So – schools are dismissed. Of my four students due for lessons this morning, only two turn up – the other two already in isolation at home. Seventeen year-old David [name changed] arrives promptly at 8.45, complaining of a gunky chest but sure it isn’t a symptom of Covid19…I reassure him that’s it’s not, and the gunk is sure to shift as we warm up. Very swiftly he grounds himself and swings through my ‘sirening’ exercises (‘you know – the sound of an emergency siren’ I say, thinking of the ambulance I passed in the drizzle on my way in, its warning screech searing through me as I imagined someone inside straining for breath). His voice is strong and clear, and for the first time I can remember he is pitching precisely. David has hearing difficulties and we have worked hard to overcome them by homing into the vibration and muscle memory of pitch…somehow, this morning it was all coming together.
‘So – this will be our last lesson for a while,’ I say. ‘Shall we go back over the songs you have done this term and remind ourselves of the best…which were your favourites?’ I run my finger down the list of music theatre numbers…If I were a Rich Man? Corner of the Sky from Pippin? Beauty and the Beast?
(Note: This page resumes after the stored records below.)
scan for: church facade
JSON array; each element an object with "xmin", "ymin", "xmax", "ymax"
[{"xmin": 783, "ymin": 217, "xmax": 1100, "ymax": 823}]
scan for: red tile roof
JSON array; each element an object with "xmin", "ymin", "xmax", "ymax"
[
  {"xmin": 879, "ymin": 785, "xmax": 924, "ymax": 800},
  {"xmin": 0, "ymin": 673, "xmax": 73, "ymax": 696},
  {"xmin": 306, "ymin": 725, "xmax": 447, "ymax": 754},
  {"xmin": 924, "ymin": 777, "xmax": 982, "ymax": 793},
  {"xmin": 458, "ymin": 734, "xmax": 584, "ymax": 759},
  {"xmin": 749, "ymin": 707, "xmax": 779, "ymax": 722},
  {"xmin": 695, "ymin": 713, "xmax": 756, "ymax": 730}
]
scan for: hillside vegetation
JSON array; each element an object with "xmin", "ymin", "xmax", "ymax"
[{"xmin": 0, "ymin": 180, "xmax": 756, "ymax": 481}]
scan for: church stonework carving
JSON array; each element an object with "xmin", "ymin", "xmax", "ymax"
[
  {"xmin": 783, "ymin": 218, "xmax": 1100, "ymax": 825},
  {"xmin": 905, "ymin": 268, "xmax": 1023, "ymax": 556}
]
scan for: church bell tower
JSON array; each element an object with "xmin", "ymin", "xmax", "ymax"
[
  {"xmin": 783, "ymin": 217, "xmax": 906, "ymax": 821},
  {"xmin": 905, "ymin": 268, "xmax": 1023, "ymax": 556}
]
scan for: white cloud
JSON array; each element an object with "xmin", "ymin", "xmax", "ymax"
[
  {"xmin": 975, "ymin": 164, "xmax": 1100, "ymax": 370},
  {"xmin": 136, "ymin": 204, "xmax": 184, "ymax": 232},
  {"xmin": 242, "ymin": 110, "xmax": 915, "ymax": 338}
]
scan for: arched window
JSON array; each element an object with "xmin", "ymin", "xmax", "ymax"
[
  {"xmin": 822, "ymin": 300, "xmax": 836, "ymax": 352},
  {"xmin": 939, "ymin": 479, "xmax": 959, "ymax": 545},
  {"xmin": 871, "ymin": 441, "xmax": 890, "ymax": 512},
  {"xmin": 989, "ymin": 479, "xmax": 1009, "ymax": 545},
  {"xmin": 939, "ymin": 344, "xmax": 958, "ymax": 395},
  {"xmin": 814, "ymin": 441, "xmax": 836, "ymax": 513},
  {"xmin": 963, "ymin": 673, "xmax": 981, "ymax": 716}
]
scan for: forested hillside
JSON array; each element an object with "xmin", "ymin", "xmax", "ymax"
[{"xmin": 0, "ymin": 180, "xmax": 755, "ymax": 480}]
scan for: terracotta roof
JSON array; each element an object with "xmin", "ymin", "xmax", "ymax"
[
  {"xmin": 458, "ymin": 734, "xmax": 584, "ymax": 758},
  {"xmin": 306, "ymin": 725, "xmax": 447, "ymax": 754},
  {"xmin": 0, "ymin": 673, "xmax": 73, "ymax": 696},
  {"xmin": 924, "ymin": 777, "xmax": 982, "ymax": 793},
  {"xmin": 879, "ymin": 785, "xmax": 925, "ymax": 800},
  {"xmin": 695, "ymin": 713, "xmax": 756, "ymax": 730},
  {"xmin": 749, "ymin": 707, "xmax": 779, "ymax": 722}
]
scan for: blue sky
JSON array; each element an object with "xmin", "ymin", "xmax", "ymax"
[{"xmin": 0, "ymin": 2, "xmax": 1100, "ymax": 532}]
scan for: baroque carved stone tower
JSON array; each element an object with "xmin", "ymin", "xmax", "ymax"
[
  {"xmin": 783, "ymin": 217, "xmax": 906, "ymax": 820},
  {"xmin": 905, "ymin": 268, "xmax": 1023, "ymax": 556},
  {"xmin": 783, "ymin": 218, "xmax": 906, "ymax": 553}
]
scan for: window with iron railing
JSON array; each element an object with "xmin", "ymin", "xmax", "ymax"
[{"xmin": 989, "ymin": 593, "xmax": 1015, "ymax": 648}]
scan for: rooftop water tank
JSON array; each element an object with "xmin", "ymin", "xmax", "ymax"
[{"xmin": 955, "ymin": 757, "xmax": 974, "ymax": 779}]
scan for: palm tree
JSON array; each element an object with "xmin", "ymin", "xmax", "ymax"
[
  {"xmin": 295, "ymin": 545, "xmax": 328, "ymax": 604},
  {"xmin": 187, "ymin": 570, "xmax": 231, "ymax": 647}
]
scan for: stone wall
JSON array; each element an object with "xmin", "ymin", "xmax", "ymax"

David pauses a moment and then says, ‘Can we sing, Empty Chairs at Empty Tables’?
‘Do you know it?’
‘I think so’.
And so we embark on the saddest possible song he could have chosen. I try and work positively – concentrate on the technical tricks needed for the high passages. He knows it really well – moving easily through changes of tempo and key and dynamics. Having broken the song apart and reassembled, we go back to perform it one time in its entirety,
‘Oh my friends forgive me – That I live and you are gone.’
My fingers are fumbling; I struggle to locate the pattern of quavers as my eyes blur. David is singing so well – so passionately and strongly. And I’m thinking – all these kids who won’t get their GCSE’s and A-levels and final degrees (my daughters being some of them); all the old people who are going to die, despite their grandchildren’s sacrifices, despite the long silence ahead of us. I don’t let him see my tears; I don’t want him to realise that I am the child in the room, and he is now the adult, that we are now all depending on his generation to save us.